L’équipe d’Iran posera ses valises à Tijuana, au Mexique, pour le Mondial de football qui débute dans 3 semaines. Un symbole géopolitique fort, alors que Donald Trump avait fait savoir qu’il ne pouvait pas garantir la sécurité des joueurs iraniens sur le sol américain.
Le Mexique, coorganisateur de la Coupe du monde 2026 avec les États-Unis et le Canada, accueillera l'équipe nationale iranienne pour le Mondial qui débute le 11 juin. Leur camp de base sera à Tijuana, à quelques kilomètres seulement de la frontière américaine.
Les Xolos de Tijuana, le club local, jubilent. Ils ont publié lundi un communiqué officiel:
“C'est avec une grande fierté que nous avons été informés par la FIFA que Tijuana fera partie de la Coupe du Monde comme camp de base de l'équipe nationale d'Iran. Tijuana est une ville ouverte, accueillante et hospitalière.”
Cette solution mexicaine permet aux joueurs iraniens d'être à moins d'une heure d'avion de la Californie, où ils disputeront leur premier match.
Le Mexique, un choix loin d'être anodin
Ce geste diplomatique de Mexico est loin d'être neutre. Le 12 mars dernier, Donald Trump avait lancé un avertissement très commenté sur Truth Social à propos de la présence iranienne au Mondial :
“L'équipe nationale iranienne de football est la bienvenue à la Coupe du monde, mais je ne crois vraiment pas qu'il soit approprié qu'elle y soit, pour sa propre vie et sa propre sécurité.”
Ces dernières semaines, plusieurs médias iraniens évoquaient l'hypothèse que Washington refuse certains visas à des membres de la délégation iranienne, au motif de liens supposés avec les Gardiens de la révolution.
Tijuana, concentré des tensions entre Washington et Mexico
Sur le plan diplomatique, les projecteurs du monde entier seront braqués sur Tijuana, cette ville mexicaine au coeur des tensions entre les États-Unis et le Mexique.
Tijuana, c'est d'abord l'un des principaux points de passage migratoire vers les États-Unis, là où les murs et les dispositifs de contrôle ont été renforcés ces dernières années.
C'est aussi une plaque tournante du trafic de fentanyl vers les États-Unis. Cette drogue de synthèse est à l'origine d'un des pires fléaux sanitaires de l'histoire des Etats-Unis, avec des dizaines de milliers de morts chaque année. Donald Trump accuse régulièrement le Mexique de ne pas en faire assez pour stopper ces flux.
C'est d'ailleurs au nom de cette crise du fentanyl qu'il a justifié une partie de son offensive douanière et sécuritaire contre son voisin mexicain.
Mais Tijuana, c'est aussi une gigantesque zone industrielle tournée vers l'économie américaine: usines d'assemblage, logistique, automobile, électronique…
Autrement dit: migration, drogue, industrie, commerce, frontière, sécurité… Tout ce qui fracture aujourd'hui la relation États-Unis–Mexique se concentre dans cette ville.
Quand le football devient diplomatie
C'est donc dans cette ville hautement symbolique que l'équipe d'Iran va poser ses valises avant de s'envoler pour son premier match, le 15 juin en Californie, contre la Nouvelle-Zélande.

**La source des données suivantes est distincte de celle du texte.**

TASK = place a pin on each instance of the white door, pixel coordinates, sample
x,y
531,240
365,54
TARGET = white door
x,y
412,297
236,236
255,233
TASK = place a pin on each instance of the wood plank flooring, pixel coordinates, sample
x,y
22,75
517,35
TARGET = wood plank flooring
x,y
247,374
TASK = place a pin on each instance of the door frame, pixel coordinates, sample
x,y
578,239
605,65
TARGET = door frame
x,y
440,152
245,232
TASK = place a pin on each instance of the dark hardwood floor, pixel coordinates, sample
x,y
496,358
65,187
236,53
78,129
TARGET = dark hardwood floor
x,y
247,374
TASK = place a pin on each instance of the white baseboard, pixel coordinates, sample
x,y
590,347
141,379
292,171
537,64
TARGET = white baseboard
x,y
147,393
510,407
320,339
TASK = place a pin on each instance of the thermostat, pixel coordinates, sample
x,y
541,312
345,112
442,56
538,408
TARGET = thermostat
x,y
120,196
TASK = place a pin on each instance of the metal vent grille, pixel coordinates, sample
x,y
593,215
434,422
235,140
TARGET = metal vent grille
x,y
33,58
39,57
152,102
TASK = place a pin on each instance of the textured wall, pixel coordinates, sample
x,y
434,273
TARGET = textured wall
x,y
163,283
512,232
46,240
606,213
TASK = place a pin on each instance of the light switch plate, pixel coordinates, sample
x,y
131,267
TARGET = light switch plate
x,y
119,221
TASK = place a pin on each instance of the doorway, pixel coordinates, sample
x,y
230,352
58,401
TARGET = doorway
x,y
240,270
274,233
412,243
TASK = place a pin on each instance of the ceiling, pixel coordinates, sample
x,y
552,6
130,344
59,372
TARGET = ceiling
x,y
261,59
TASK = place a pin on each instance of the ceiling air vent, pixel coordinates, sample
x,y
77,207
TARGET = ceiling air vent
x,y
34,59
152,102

L'Iran n'affrontera pas les États-Unis lors de cette première phase du Mondial: les deux sélections ne sont pas dans le même groupe.

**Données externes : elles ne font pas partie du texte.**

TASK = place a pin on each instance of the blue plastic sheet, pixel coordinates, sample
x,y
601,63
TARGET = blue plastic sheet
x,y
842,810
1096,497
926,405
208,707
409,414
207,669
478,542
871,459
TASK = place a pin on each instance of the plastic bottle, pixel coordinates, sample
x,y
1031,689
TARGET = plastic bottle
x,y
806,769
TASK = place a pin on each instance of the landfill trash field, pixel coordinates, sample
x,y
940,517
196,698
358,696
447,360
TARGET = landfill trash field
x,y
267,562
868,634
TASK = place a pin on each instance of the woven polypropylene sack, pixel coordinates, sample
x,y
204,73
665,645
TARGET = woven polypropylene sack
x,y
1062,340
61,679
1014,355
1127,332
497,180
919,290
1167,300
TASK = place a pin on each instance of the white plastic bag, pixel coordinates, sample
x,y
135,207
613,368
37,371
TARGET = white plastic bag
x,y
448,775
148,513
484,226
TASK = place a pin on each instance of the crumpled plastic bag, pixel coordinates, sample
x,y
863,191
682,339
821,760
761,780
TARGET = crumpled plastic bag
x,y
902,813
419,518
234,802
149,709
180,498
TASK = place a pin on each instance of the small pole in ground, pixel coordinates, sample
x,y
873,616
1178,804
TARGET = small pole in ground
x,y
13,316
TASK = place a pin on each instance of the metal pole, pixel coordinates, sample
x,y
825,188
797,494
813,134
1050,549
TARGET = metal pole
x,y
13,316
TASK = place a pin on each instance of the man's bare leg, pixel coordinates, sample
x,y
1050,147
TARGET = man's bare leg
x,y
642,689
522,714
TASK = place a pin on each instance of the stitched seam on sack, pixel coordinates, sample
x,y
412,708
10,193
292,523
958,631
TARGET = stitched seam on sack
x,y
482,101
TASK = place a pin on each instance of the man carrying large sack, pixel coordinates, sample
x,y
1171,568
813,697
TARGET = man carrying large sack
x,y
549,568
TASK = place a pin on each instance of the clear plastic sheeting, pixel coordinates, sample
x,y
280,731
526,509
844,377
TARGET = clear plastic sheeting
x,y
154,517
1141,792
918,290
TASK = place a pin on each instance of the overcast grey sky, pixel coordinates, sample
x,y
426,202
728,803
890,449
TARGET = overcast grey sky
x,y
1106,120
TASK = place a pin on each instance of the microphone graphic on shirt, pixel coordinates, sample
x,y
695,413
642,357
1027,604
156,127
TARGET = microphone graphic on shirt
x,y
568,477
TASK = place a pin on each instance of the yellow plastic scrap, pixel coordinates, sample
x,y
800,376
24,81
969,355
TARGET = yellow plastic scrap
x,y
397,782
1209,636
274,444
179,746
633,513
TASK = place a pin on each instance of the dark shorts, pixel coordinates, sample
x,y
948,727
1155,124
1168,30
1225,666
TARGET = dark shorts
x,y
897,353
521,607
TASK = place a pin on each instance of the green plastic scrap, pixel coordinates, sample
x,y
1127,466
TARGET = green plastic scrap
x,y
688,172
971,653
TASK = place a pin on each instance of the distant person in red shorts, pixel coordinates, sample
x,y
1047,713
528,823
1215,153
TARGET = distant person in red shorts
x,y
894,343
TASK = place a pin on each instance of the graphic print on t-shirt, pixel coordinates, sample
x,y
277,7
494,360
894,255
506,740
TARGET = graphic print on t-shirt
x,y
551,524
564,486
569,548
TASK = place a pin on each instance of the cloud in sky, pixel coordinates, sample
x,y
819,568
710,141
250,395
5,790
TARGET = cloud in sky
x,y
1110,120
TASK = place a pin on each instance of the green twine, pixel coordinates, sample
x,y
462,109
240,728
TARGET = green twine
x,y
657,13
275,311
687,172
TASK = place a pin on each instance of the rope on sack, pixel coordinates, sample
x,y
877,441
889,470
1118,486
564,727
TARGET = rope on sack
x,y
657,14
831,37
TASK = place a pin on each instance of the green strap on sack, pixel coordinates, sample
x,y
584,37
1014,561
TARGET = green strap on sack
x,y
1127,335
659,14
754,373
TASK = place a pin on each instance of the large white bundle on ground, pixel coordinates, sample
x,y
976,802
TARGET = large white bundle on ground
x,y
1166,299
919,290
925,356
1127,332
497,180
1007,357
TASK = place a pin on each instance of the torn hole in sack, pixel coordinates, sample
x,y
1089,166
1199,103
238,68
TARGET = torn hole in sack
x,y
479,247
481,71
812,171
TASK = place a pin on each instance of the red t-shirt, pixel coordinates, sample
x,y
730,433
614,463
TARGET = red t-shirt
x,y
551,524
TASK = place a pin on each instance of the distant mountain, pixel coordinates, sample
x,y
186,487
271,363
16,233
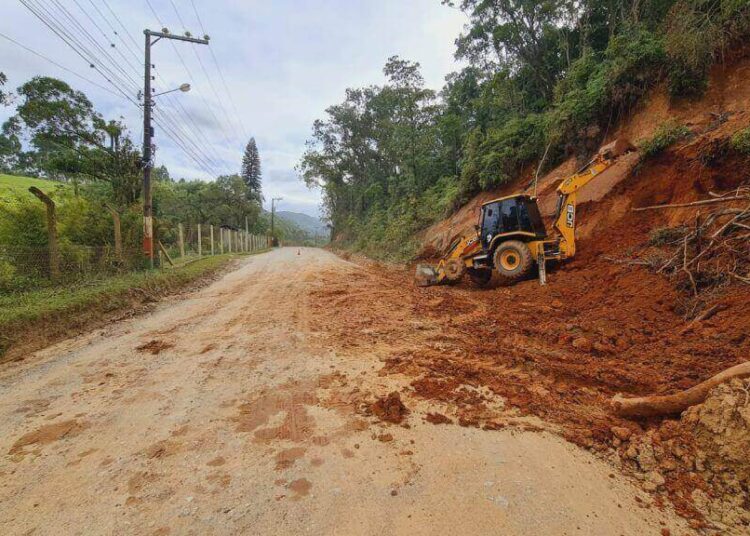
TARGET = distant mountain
x,y
307,223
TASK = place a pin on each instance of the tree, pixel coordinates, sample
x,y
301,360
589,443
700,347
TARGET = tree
x,y
10,145
70,140
251,172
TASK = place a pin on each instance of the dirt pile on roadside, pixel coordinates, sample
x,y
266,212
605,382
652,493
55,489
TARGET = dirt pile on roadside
x,y
721,431
701,460
390,408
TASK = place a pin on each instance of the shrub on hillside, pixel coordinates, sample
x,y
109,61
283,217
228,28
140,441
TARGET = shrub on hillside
x,y
667,134
699,32
741,141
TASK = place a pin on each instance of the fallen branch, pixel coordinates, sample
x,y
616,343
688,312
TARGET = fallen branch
x,y
629,262
705,315
693,204
654,406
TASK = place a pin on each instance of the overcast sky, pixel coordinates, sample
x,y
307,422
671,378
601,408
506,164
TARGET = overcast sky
x,y
284,62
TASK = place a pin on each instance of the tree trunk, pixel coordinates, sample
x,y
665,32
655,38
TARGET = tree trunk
x,y
654,406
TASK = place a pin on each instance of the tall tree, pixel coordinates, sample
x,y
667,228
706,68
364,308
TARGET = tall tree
x,y
251,172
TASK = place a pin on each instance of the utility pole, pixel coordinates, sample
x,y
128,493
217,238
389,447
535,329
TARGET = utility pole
x,y
148,132
273,212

Mais Iraniens et Américains ont déjà offert au football des séquences diplomatiques fortes.
Le plus célèbre reste France 98.
Cela faisait alors 19 ans que l'Iran et les États-Unis avaient rompu leurs relations diplomatiques, depuis la prise d'otages de l'ambassade américaine à Téhéran en 1979.
Le 21 juin 1998, au stade Gerland à Lyon, les deux équipes s'affrontent dans une atmosphère électrique. Défiant le protocole, les joueurs iraniens offrent des fleurs blanches aux Américains. Les deux équipes posent ensuite bras-dessus bras-dessous pour la photo officielle.

L'Iran l'emporte 2-1. Mais surtout, ce match devient un symbole de détente dans un contexte où le président iranien Mohammad Khatami cherchait à ouvrir son pays, pendant que Bill Clinton multipliait les signaux d'apaisement.
Autre épisode marquant: le Mondial 2022 au Qatar. Avant la rencontre entre les deux pays, la fédération américaine avait publié sur les réseaux sociaux une version du drapeau iranien sans l'emblème central “Allah”, officiellement pour soutenir le mouvement de contestation des femmes qui luttaient pour leur droit, né après la mort de Mahsa Amini.
Téhéran avait dénoncé une provocation politique et la fédération iranienne avait réclamé des sanctions auprès de la FIFA.
Les États-Unis avaient finalement gagné 1-0, éliminant l'Iran.